New capabilities or strategic projects – software, training, staff position, equipment, marketing initiatives
Furniture, Fixtures, Equipment – purchase and replacement
Growth of staff – equip, orient, train
Working capital
Donations (although we tried to do this by buying advertising, an expense)
Office space – buy, build, renovate
Profit Allocation
So if you have decided on bonuses, a new plotter, and a marketing initiative, you have probably just decided on how to allocate your profit. In fact my experience is that trying to allocate profit by some formula never seems to work out. Instead, if you give some thought to what you would do with a profit of $xx,xxx, this always seems to ‘allocate’ the profit. It also gives you a target to shoot for. Consider turning the process around, and decide what you would like to do, and how much profit that will take. Put numbers on each item, add them up, and you have your profit target – or at least your first stab at a target.
If you don’t go through this exercise, you don’t really have a way to determine what your hourly rates should be. If you aren’t charging enough to give bonuses, then you can’t give bonuses without going broke. Profit gets factored into hourly rates, design budgets – make it conscious.
Markup In Profit Planning
To move beyond using an arbitrary percentage markup, plan how much profit you would like by budgeting amounts for your profit allocation. Here’s an example:
Lets say your breakeven budget is $400,000. To achieve your profit goal your total revenue has to be $450,000. What percent markup of your breakeven budget gives you the profit you want? See the example again. [Download the spreadsheet.]
You need a markup of 112.5%. You will multiply the factor of 1.125 times your BE hourly rates to arrive at billing rates that generate the profit that you want. (Note that $50,000 is not 12.5% of your total income. It is 11.1%. 11.1% is your profit margin. The markup is always larger than the profit margin.)
There are so many things that can derail your profit planning that I think it is prudent to include a contingency markup on your markup. That’s why we invariably used a markup of 120%.

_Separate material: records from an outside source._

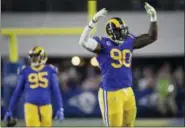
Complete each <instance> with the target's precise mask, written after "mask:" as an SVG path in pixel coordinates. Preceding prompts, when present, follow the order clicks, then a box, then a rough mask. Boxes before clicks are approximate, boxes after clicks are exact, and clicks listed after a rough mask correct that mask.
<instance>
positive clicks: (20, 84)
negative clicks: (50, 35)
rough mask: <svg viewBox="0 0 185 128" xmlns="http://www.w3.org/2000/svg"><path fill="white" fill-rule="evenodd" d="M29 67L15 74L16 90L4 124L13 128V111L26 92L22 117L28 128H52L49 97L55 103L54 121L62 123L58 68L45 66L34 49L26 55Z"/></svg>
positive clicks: (51, 107)
mask: <svg viewBox="0 0 185 128" xmlns="http://www.w3.org/2000/svg"><path fill="white" fill-rule="evenodd" d="M29 58H30V62H31V65H30V66H23V67H21V68H20V69H19V70H18V80H17V86H16V89H15V91H14V93H13V95H12V98H11V101H10V104H9V107H8V111H7V112H6V115H5V118H4V121H6V122H7V126H12V125H11V124H14V125H15V120H14V118H13V113H12V112H13V109H14V107H15V105H16V103H17V102H18V100H19V98H20V96H21V94H22V92H23V91H24V92H25V104H24V114H25V122H26V126H27V127H31V126H34V127H40V126H47V127H51V125H52V114H53V111H52V105H51V97H52V95H53V96H54V98H55V99H56V100H57V101H58V102H57V105H56V106H57V110H58V111H57V112H56V114H55V118H57V119H59V120H63V119H64V114H63V105H62V97H61V94H60V89H59V82H58V77H57V72H58V70H57V68H56V67H55V66H53V65H48V64H46V61H47V55H46V52H45V51H44V49H43V48H42V47H38V46H37V47H34V48H33V49H31V50H30V52H29Z"/></svg>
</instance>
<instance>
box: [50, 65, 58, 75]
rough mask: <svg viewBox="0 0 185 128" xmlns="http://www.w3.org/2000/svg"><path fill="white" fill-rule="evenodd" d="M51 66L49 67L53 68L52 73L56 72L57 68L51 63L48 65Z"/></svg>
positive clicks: (55, 72) (57, 73) (57, 72)
mask: <svg viewBox="0 0 185 128" xmlns="http://www.w3.org/2000/svg"><path fill="white" fill-rule="evenodd" d="M49 66H50V67H51V69H52V70H53V72H54V73H57V74H58V68H57V67H56V66H54V65H52V64H50V65H49Z"/></svg>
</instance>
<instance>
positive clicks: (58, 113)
mask: <svg viewBox="0 0 185 128" xmlns="http://www.w3.org/2000/svg"><path fill="white" fill-rule="evenodd" d="M55 119H57V120H60V121H62V120H64V110H63V108H61V109H59V110H58V111H57V113H56V116H55Z"/></svg>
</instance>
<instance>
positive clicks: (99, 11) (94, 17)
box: [93, 8, 107, 22]
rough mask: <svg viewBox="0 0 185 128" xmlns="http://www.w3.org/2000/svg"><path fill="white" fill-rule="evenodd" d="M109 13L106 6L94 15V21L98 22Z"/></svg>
mask: <svg viewBox="0 0 185 128" xmlns="http://www.w3.org/2000/svg"><path fill="white" fill-rule="evenodd" d="M106 15H107V10H106V8H103V9H101V10H100V11H98V12H97V13H96V14H95V15H94V16H93V21H94V22H97V21H98V20H99V19H100V18H101V17H105V16H106Z"/></svg>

If you get comfortable with a certain percentage markup, you could use that assumption and work backwards in the table to see what that markup will allow you to accomplish. We often made a broad allocation of 75%/25%, for bonuses / other things, respectively.
Thinking about profit and what you would do with it seems to inevitably lead to thinking about how you would hit the target. What will it take? This kind of planning is always a good thing.
A lot of this profit discussion may not seem like it applies to one or two man firms, but I think it should. If you are going to take on the responsibility for running the firm in addition to doing the work, I think you ought to get more than a salary for your efforts. Otherwise you are “paying” for the privilege of calling the shots, rather than being rewarded for it.
I wouldn’t expect everyone to agree with my take on profit. After all, most architects have to make this stuff up as they go along. I certainly did. So if you have insights, please share with us in the comments.